We start this particular nightmare in a diner (which is at least evocative of the diner where Alice works in The Dream Master), where underwear model Kellan Lutz is having his considerable assets completely wasted under grunge garb. He falls asleep and wakes in what is clearly a nightmare to wander through the diner kitchen, which is filled with pig heads. (What, is his character vegetarian? Or Muslim?) After waking he has cursory exchanges with blond, beleaguered Kris (Harper’s Island‘s Katie Cassidy) and brunette, beleaguered Nancy (Rooney Mara) before nodding off again and stabbing himself in the neck with a steak knife that, had Nancy not been a lousy friend and a lousier waitress, should have been cleared from his table after his first psychotic outbreak.
Anyway.
Katie Cassidy, Thomas Dekker and Rooney Mara wait for something to happen
In this version of Nightmare, several things are different: 1) Nancy has no hottie policeman father; 2) The “Elm Street Kids” aren’t really even friends; 3) The kids Freddy is stalking are the actual children he molested years ago; and, most importantly:
4) Freddy is hella short.
Seriously, guys? We’re supposed to be afraid of this little guy? Even Katie Cassidy towers over him. This is more like a remake of Leprechaun than Elm Street.
Anyway.
What ensues and eventually ends (or, in the tradition of the original, kind of doesn’t) is about as exciting and as visually stimulating as a car commercial. A few of the memorable kills (the jail death, Tina’s Wacky Wall-Walker routine) are recreated but oddly muted (Cassidy’s wall-bouncing – while acrobatic – does nothing to match the gruesome blood-crawl punch of the original). Everyone mumbles their lines, Kyle Gallner perpetually looks like he just ate a bug, and multiple missed opportunities are noted.

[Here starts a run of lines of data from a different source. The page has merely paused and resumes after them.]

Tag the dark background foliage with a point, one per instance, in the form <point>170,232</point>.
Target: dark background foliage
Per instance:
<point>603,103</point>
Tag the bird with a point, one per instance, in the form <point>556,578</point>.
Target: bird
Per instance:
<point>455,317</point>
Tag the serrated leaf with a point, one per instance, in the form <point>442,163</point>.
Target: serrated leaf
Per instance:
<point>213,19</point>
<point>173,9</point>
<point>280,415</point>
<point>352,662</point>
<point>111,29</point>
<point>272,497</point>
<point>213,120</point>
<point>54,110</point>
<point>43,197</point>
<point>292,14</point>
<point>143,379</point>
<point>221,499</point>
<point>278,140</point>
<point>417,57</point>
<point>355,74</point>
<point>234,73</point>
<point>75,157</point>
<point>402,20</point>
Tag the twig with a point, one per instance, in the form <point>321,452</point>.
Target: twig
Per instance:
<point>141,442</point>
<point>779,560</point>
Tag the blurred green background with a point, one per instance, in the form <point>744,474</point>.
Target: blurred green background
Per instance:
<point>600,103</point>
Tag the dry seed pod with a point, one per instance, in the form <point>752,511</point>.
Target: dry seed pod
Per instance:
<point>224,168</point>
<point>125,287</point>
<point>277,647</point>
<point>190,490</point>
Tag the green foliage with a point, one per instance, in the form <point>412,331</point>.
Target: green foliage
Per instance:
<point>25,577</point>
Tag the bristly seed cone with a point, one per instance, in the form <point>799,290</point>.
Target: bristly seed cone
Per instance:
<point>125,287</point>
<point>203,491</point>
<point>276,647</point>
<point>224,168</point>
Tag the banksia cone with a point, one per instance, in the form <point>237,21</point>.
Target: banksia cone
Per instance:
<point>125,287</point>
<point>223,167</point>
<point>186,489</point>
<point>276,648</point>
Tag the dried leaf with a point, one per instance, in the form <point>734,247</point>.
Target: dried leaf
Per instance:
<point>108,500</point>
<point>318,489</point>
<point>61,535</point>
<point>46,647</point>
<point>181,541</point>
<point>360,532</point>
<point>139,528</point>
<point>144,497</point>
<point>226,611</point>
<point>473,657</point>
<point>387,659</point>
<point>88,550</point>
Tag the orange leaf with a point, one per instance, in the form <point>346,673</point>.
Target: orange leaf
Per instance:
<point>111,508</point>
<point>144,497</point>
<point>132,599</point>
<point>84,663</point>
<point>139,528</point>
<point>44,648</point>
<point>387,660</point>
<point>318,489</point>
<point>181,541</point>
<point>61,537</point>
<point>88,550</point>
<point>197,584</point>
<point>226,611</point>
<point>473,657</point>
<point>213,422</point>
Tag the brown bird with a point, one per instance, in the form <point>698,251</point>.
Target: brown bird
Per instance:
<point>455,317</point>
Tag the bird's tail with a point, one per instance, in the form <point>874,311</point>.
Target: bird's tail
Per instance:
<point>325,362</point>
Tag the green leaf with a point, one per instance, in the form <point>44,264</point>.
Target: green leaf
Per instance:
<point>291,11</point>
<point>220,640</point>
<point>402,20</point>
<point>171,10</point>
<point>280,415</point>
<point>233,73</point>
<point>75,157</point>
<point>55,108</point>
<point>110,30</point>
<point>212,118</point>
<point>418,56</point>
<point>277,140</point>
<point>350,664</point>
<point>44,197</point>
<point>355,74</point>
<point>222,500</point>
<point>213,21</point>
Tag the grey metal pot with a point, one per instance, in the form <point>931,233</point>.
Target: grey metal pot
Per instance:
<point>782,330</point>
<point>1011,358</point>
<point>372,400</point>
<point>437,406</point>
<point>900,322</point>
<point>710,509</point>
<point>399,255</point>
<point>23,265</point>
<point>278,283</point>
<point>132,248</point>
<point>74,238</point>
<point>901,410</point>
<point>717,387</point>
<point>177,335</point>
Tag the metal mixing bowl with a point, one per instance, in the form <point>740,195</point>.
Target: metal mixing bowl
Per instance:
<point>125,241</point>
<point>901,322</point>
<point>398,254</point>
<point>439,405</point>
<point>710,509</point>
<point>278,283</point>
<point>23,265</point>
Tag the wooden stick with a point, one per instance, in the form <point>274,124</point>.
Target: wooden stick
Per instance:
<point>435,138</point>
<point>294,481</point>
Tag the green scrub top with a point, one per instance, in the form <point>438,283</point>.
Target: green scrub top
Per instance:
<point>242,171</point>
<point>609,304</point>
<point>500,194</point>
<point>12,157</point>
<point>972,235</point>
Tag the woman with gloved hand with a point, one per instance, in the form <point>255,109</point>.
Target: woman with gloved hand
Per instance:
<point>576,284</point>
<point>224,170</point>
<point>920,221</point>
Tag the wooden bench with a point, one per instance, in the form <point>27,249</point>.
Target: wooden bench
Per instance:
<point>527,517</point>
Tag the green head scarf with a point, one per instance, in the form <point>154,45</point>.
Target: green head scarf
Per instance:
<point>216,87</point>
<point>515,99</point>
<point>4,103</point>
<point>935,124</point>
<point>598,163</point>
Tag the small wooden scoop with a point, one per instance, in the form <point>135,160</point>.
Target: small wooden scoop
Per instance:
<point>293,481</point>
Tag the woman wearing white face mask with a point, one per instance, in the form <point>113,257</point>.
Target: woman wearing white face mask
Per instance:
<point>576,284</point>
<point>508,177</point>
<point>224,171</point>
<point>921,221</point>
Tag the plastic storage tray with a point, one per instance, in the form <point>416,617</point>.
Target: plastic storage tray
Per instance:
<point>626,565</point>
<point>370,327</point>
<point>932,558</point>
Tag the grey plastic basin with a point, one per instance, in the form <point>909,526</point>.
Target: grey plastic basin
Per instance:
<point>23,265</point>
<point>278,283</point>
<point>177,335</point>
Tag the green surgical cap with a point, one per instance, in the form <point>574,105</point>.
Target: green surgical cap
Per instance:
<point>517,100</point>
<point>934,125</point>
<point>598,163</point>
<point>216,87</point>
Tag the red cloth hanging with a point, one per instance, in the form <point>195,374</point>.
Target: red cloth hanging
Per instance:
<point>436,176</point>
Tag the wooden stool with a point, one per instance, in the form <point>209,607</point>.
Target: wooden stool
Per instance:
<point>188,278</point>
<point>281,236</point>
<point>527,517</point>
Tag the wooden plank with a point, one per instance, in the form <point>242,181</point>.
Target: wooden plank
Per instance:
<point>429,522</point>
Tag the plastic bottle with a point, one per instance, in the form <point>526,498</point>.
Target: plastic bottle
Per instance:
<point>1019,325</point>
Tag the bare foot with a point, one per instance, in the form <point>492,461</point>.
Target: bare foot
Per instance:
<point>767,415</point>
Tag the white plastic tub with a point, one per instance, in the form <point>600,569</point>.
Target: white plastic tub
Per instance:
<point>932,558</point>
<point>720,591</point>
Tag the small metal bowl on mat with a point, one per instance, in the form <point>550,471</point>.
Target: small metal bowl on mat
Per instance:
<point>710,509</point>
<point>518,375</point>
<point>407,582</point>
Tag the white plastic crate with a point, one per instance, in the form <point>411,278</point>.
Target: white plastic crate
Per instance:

Kyle Gallner ate another bug
Take, for example, the swim meet scene. This is a Nightmare movie, right? So when we see a pool, we get excited for something fun and weird and awesome (like the bizarre diving board nightmare from The Dream Child, only … not as cheesy).
What do we get? 10 minutes of pasty Gallner swimming, getting suddenly yanked underwater, and coming to poolside. What?! Why bother to give your killer the ability to bend reality and rebuild his victims’ mental landscapes when you’re never going to take advantage of it? In this version Freddy’s only powers seem to be the ability to pop up behind people and hang out in a boiler room that, in this version of the story, HAS NO REASON FOR BEING THERE (there’s no boiler room in the nursery school and Freddy is killed in a warehouse – am I missing something?).
In fact, the only remotely scary moment of this movie was when Kris uncovered a box of photos from her childhood and I noticed that the box was marked “First Grade – 1997″. HOLY SHIT I’M OLD.
“Bud… Wei … Ser”
There are very few things to recommend about this extra-molesty “reimagining” of the original – which, I might add, comes across as even more clever than I had initially realized for its deft ability to condemn Freddy as a pedophile without directly connecting him to the heroes, although it’s definitely implied. Newly-designed Freddy looks like a cross between the Bud Light iguana and a piece of chewed gum. Dropping Nancy as the protagonist for the first half of the movie (which plays out more like vignettes) does nothing to endear her, and her fuzzy, inward characterization does even less (Mara should make a great Lisbeth Salander, though).
In the end, this Nightmare is more of a nap. Pointless, littered with logical lapses and staggeringly uninteresting, it might actually be the worst of the remakes so far. (Yes, even worse than Rob Zombie’s Halloweens, and after all my spouting off about them!) If you haven’t seen this stinker yet, before you add it to your Netflix queue you may want to take the movie’s own advice: “Don’t let them put you to sleep.”